Our study highlights the large proportion of biomedical research findings that are never made publically available. While conference presentation is a step towards dissemination in itself it leaves little record of the body of its contribution to a field, thereby not maximising the contribution of research subjects and depriving future researchers of a complete picture of what is already known. Discrepancy between submitted and presented abstracts in a UK ophthalmic conference has already been demonstrated, however, the discrepancy between presented and published content is likely much greater.11 The lower rate of engagement with publication that we have observed in UK ophthalmic research avoids the assurance of scientific rigor that could be provided by peer reviewed publication.

Trainee led collaborative research has become a growing area in student research and in surgical specialties; this is yet to gain such popularity in ophthalmic research.12 Adoption of such a research strategy in the future may help improve the efficacy of ophthalmic research, enabling high-powered multi-centre studies to be carried out successfully. Furthermore, with the regional nature of training in which juniors rotate through local centres is a potential strategy to help improve research quality.

Limitations

As reported by MacKinney and others5, 6, 7 three key factors contributing to this lower publication rate are the prioritisation of research, time available to clinicians, and the quality of research produced.
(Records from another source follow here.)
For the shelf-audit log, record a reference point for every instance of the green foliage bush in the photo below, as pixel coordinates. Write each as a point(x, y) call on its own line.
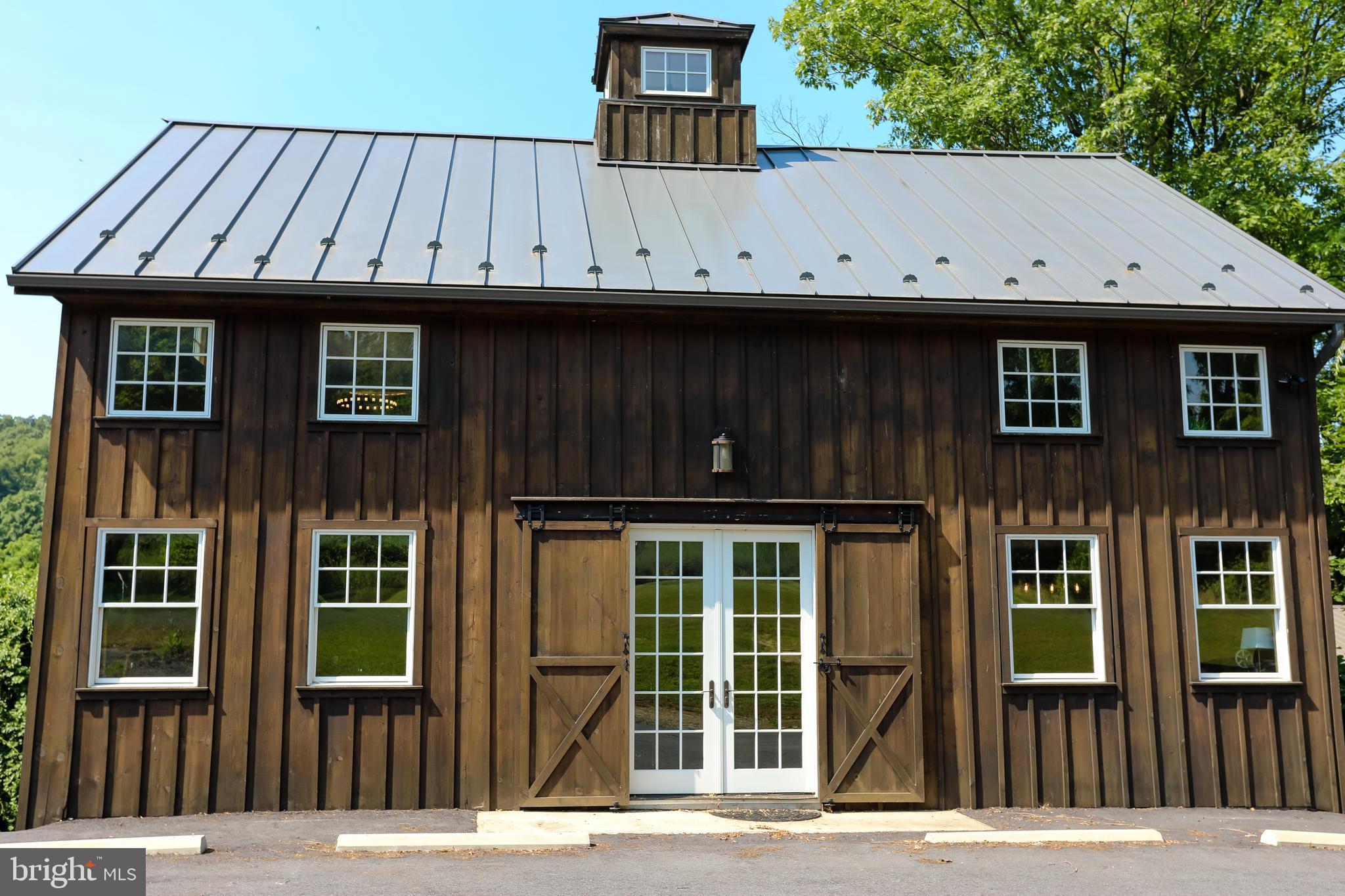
point(16, 601)
point(23, 476)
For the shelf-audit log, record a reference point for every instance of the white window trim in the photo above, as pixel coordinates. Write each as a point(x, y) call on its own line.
point(1224, 435)
point(709, 72)
point(314, 679)
point(1083, 386)
point(1282, 657)
point(1099, 660)
point(96, 629)
point(109, 410)
point(322, 373)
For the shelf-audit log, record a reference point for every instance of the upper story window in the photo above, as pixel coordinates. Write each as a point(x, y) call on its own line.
point(147, 608)
point(369, 372)
point(1043, 387)
point(1224, 391)
point(160, 368)
point(685, 72)
point(1055, 610)
point(1239, 609)
point(362, 597)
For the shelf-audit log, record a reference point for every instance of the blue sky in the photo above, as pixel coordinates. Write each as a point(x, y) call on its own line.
point(85, 85)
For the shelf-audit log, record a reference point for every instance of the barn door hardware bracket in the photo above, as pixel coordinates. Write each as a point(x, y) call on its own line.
point(907, 521)
point(826, 662)
point(535, 515)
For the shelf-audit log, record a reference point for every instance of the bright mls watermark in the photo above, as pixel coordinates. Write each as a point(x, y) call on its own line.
point(114, 872)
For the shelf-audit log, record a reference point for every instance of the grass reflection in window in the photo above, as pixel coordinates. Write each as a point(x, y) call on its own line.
point(1053, 608)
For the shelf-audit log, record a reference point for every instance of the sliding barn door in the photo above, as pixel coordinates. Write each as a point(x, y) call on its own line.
point(870, 666)
point(576, 679)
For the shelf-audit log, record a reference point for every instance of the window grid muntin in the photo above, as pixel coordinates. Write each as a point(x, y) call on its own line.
point(177, 385)
point(1277, 609)
point(317, 608)
point(689, 691)
point(1094, 605)
point(761, 736)
point(354, 386)
point(1237, 378)
point(659, 85)
point(101, 603)
point(1056, 375)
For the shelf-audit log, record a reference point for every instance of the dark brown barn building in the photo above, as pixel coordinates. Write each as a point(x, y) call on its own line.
point(404, 469)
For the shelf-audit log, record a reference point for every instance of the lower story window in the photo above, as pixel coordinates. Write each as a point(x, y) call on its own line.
point(1239, 608)
point(147, 606)
point(362, 599)
point(1055, 621)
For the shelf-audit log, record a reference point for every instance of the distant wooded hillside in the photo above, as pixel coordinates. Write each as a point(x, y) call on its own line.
point(23, 481)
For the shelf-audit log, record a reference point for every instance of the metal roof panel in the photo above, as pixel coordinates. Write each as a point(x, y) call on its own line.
point(190, 242)
point(671, 259)
point(611, 224)
point(564, 218)
point(467, 214)
point(299, 247)
point(155, 219)
point(264, 211)
point(450, 210)
point(514, 217)
point(363, 222)
point(407, 254)
point(712, 242)
point(73, 242)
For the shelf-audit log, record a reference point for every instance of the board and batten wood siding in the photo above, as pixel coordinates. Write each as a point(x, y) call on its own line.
point(626, 406)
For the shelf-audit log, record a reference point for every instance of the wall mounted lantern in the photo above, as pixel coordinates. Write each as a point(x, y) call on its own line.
point(721, 452)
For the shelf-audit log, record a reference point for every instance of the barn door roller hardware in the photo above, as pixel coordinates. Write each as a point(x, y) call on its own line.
point(826, 662)
point(535, 515)
point(907, 519)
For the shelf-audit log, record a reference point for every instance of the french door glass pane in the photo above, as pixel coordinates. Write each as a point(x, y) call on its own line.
point(767, 660)
point(669, 654)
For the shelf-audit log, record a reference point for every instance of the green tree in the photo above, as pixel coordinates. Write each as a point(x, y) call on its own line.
point(1238, 104)
point(16, 601)
point(23, 479)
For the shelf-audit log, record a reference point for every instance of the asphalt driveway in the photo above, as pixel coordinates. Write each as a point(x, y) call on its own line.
point(1208, 852)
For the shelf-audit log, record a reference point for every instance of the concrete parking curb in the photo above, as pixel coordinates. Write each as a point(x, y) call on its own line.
point(1302, 839)
point(427, 843)
point(1103, 836)
point(174, 845)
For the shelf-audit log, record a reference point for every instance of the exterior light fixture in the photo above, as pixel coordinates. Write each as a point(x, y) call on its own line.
point(721, 452)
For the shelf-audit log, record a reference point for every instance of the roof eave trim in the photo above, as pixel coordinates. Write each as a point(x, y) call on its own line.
point(51, 284)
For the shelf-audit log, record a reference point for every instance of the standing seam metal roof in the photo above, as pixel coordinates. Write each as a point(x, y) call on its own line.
point(237, 203)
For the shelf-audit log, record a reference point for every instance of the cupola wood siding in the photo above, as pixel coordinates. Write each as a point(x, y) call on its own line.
point(690, 113)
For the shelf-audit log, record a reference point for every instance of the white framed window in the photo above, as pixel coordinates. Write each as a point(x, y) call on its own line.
point(676, 70)
point(1055, 608)
point(160, 367)
point(369, 372)
point(362, 601)
point(1043, 387)
point(1239, 594)
point(147, 608)
point(1224, 391)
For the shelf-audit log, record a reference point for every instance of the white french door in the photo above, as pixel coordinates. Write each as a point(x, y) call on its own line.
point(722, 683)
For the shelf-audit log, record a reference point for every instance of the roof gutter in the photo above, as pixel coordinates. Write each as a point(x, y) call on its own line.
point(1333, 344)
point(73, 284)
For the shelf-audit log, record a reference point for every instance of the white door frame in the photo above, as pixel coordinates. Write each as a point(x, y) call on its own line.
point(717, 773)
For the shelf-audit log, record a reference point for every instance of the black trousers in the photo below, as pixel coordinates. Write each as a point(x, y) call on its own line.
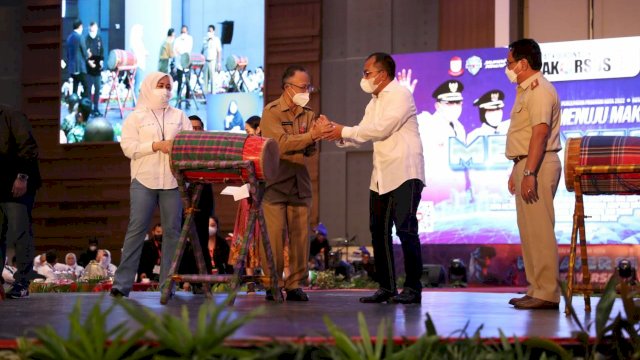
point(397, 207)
point(184, 76)
point(94, 81)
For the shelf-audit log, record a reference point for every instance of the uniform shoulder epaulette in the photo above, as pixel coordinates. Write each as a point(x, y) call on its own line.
point(534, 84)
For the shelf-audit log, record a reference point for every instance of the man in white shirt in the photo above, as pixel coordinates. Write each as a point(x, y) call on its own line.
point(212, 51)
point(397, 179)
point(182, 47)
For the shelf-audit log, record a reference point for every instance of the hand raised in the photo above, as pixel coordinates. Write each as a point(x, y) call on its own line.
point(404, 78)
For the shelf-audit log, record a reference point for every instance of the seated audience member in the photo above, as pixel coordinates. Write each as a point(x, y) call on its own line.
point(104, 259)
point(319, 246)
point(89, 254)
point(149, 266)
point(72, 265)
point(8, 271)
point(48, 270)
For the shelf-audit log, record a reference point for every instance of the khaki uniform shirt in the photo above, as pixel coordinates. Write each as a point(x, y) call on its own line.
point(536, 103)
point(291, 129)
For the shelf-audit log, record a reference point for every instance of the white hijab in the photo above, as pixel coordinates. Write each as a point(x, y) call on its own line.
point(148, 99)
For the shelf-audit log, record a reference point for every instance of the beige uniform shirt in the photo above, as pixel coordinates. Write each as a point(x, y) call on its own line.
point(291, 129)
point(536, 103)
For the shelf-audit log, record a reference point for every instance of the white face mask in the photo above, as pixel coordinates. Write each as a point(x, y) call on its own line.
point(300, 99)
point(511, 74)
point(163, 96)
point(493, 118)
point(367, 85)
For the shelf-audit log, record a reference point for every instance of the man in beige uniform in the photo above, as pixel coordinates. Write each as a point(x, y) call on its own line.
point(287, 198)
point(533, 141)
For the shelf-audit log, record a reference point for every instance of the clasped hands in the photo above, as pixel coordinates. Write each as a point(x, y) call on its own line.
point(325, 129)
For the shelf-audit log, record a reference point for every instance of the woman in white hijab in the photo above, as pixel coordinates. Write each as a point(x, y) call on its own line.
point(147, 137)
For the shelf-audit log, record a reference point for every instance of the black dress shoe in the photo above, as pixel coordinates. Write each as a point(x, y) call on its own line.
point(408, 296)
point(379, 297)
point(116, 293)
point(297, 295)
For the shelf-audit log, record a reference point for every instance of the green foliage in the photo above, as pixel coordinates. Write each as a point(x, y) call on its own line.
point(91, 339)
point(205, 340)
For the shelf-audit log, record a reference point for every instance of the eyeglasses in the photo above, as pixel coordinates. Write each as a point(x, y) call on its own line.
point(365, 74)
point(307, 87)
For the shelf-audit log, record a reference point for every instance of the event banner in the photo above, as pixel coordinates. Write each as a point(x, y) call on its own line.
point(464, 101)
With this in mind it is interesting that no significant change in publication rate was observed from 2005–2012 given the augmentation of the role of the clinical scientist overseen by the newly created NIHR as a result of the Walport report of 2005.9 It should be noted that many of the changes targeted junior trainees and even medical students who would take 9–16 years to complete an academic training programme with a research fellowship. Therefore, a more accurate assessment of reform may occur after current trainees have progressed to consultant level.

The surrogate used is likely to allow comment on one result of Walport reforms, protected research time within clinical training, as lack of time is a contributor to low publication rate. However, it does not adequately measure another result of Walport reform, full-time research pursuit while protecting clinical training. Therefore, another outcome of interest might be trends in trainee numbers pursuing training fellowships and clinical scientist fellowships.

A limitation of using this study to compare with existing literature is that we considered one conference with a relatively small proportion of basic science abstracts. International Ophthalmology conferences such as ARVO and the American Academy of Ophthalmology attract presentations of some of the highest quality UK research, a large proportion of which are basic science.2, 3 However, The Royal College of Ophthalmologists Annual Congress was chosen for comparison as it is a conference that traditionally sees a high proportion of trainee-led presentations, therefore, authors are likely to have had their training affected by the Walport report.

Furthermore, assignment of abstracts as basic science was arbitrary, those that were interpreted as being a study based “on the bench” were allocated to this category. In reality, many projects are often translational research and may fall into both a basic science and clinical research categories.

Conclusion

The proportion of abstracts presented at the Royal College of Ophthalmologist’s annual congress that are published in peer reviewed journals is substantially lower than that reported in other biomedical conferences, a likely contributor is the clinical nature of the conference. Abstracts containing RCTs, basic science data,or those which are presented orally are 2–3 times more likely to be published and to be published at a higher IF. There has been no significant change in the proportion of abstracts published or in the IF of the journals in which abstracts were published from 2005–2012. The authors cannot demonstrate any improvement in the rate of publication in UK ophthalmology research following the restructuring of UK clinical research in 2005 after the Walport report.

Re-analysis of the above work and analysis of trends in time out of training for research after a larger time interval from the Walport report is recommended.